President of Russia's Top TV Series Producer Steps Down to Form New Company
Alexander Akopov's new company, Kosmos, is currently in negotiations regarding adaptation of U.S. shows and sitcoms.
The president and co-owner of Amedia is leaving to found a new company and do more U.S. adaptations and local content.
Alexander Akopov told The Hollywood Reporter he is leaving Amedia, which he set up in 2002 and in which he still owns 34 percent, to concentrate on producing TV shows and series with his own new company, Kosmos Film.
"I want to concentrate on creative projects," he said. "[Partner] Len [Blavatnik] and I have worked enough together. When we started it was a different market; a seller's market. There was a huge opportunity for investment. You could put in $2 million to $6 million on a series and then sell it to the channels."

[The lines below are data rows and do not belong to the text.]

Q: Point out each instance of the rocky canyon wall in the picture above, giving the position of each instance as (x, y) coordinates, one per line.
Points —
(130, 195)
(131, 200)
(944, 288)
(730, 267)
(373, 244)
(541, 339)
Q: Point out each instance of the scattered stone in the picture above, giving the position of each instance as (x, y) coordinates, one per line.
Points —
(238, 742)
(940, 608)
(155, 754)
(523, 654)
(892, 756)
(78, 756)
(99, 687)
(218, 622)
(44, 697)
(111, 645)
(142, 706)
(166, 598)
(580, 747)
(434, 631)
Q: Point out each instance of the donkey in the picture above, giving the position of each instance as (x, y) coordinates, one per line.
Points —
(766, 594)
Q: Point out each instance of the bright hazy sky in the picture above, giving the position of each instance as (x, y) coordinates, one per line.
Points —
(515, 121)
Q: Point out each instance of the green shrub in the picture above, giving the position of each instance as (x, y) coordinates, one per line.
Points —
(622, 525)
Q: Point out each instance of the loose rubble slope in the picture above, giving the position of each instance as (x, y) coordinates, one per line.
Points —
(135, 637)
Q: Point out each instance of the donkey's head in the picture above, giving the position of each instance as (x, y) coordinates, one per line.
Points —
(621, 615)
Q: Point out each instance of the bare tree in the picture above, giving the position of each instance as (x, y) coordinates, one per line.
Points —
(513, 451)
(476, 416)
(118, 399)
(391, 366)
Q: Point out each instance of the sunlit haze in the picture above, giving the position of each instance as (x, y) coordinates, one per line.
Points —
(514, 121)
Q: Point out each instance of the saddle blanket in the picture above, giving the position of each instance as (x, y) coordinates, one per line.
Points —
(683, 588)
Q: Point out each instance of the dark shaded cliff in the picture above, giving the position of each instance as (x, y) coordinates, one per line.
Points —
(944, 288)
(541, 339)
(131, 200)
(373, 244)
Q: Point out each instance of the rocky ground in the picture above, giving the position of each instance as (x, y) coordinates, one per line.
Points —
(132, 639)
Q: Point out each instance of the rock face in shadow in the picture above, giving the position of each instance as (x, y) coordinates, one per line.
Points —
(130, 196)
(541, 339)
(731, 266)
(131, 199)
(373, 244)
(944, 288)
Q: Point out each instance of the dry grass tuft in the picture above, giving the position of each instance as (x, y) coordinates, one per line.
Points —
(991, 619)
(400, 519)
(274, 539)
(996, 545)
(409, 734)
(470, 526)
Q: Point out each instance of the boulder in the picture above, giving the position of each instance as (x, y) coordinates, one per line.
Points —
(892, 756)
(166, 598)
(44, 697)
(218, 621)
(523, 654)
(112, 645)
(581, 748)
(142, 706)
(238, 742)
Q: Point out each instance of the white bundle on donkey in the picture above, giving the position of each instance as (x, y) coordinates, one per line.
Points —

"Now it is a buyer's market -- you develop a project and then the TV channel invests and they gain control of many of the rights," he went on to say. "You end up with fewer, smaller, more specific rights; less for your library."
Blavatnik acquired a share in the company in 2005 and currently owns the remaining 66 percent stake. Last year, there were reports that the two partners were looking to sell the company.
Amedia is one of the biggest players in the Russian TV series market, known for successful local adaptations of The Nanny and Ugly Betty.
According to Akopov, he and Blavatnik are working on how to divide up assets. The two remain friends and will restructure shares in Amedia production by shifting assets around within the group. They will continue to cooperate on other parts of the company, such as Amedia Premium Channel and Internet interests.
Akopov's next project is the second season of Catherine the Great. The 10-part costume drama, broadcast by the state-run channel Rossiya last year, was one of Russia's most expensive ever at $500,000 an episode.
The new series, made as a co-production between Amedia and Kosmos, will also run on Rossiya.
Akopov will be announcing a number of adaptations of U.S. shows and sitcoms in September. He is currently negotiating with majors and TV companies in the U.S.